Cassandra Foltz, of Timberlake, has earned her Gold Award,, Girl Scouting’s highest achievement.
She earned the designation by creating a youth theatre workshop. For her project, Young Adult Theater Workshop, Foltz educated the youth in her community on ways to get involved in the arts with a focus on theatre. Foltz taught skills ranging from directing to stage management basics like lights, sound, and music. Foltz hopes her project will give the youth a place to build confidence and develop a passion for the arts.
The Gold Award is the mark of the truly remarkable – earned by a high school Girl Scout who works to address an issue she’s passionate about, in a way that produces meaningful and lasting change. Whether it’s on a local, national, or global level, Gold Award Girl Scouts provide innovative solutions to significant challenges.

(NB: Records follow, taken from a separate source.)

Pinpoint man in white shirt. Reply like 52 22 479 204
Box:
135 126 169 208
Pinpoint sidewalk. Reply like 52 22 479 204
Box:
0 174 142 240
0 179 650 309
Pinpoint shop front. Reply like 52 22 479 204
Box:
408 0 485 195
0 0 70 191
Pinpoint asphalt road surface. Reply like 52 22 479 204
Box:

“Gold Award Girl Scouts don’t just change the world for the better, they change it for good – and Cassandra embodies everything this achievement stands for,” said Lisa Jones, chief executive officer, Girl Scouts – North Carolina Coastal Pines. “Cassandra addressed an issue that’s important to her – fine arts – for her Gold Award, and we congratulate her on this momentous accomplishment.”

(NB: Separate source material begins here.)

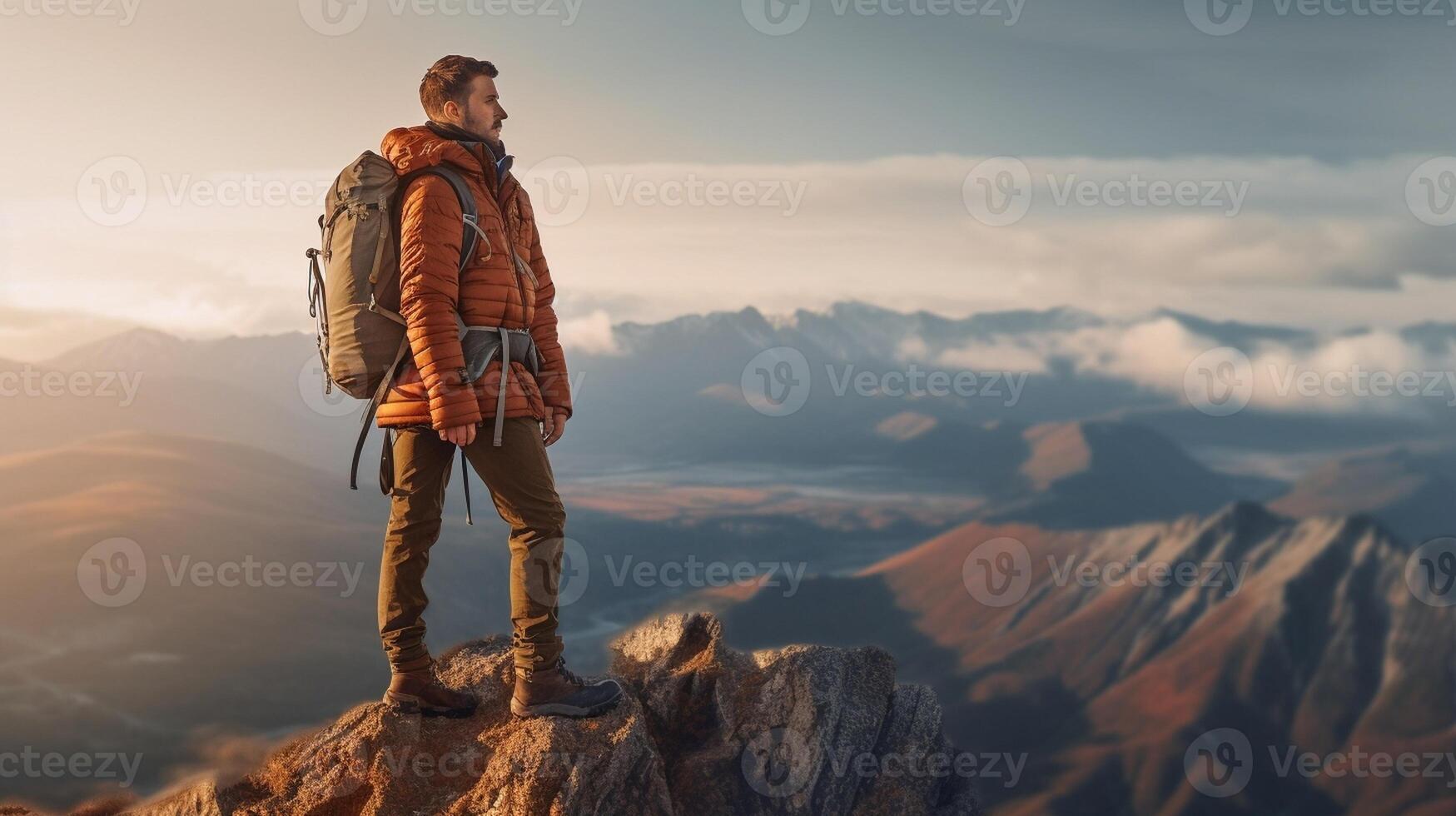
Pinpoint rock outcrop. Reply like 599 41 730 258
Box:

Foltz is a senior at John Oakes Academy. She has been in Girl Scouts since 2006, and is in Girl Scout Troop #172, led by Christy Pruitt. In addition to Girl Scouting, Foltz is involved with the Roxboro Little Theater, the Summer Youth Theater at Kirby Cultural Arts Complex, and is a member of the youth group at Helena United Methodist Church.
By earning the Girl Scout Gold Award, she has become a community leader. Her accomplishments reflect leadership and citizenship skills that set her apart. Earning the Girl Scout Gold Award is no easy feat, as a girl must demonstrate significant leadership, planning, networking and organizational skills, as girls spend, on average, one to two years working to complete their projects. Girls must follow the steps of identifying an issue, investigating it thoroughly, getting help and building a team, creating a plan, presenting the plan, gathering feedback, taking action, and educating and inspiring others.
Since the council unification in 2007 through 2018, 698 Girl Scouts have earned their Gold Award, as a result of their efforts to transform an idea and vision for change into an actionable plan with measurable, sustainable and far-reaching impact.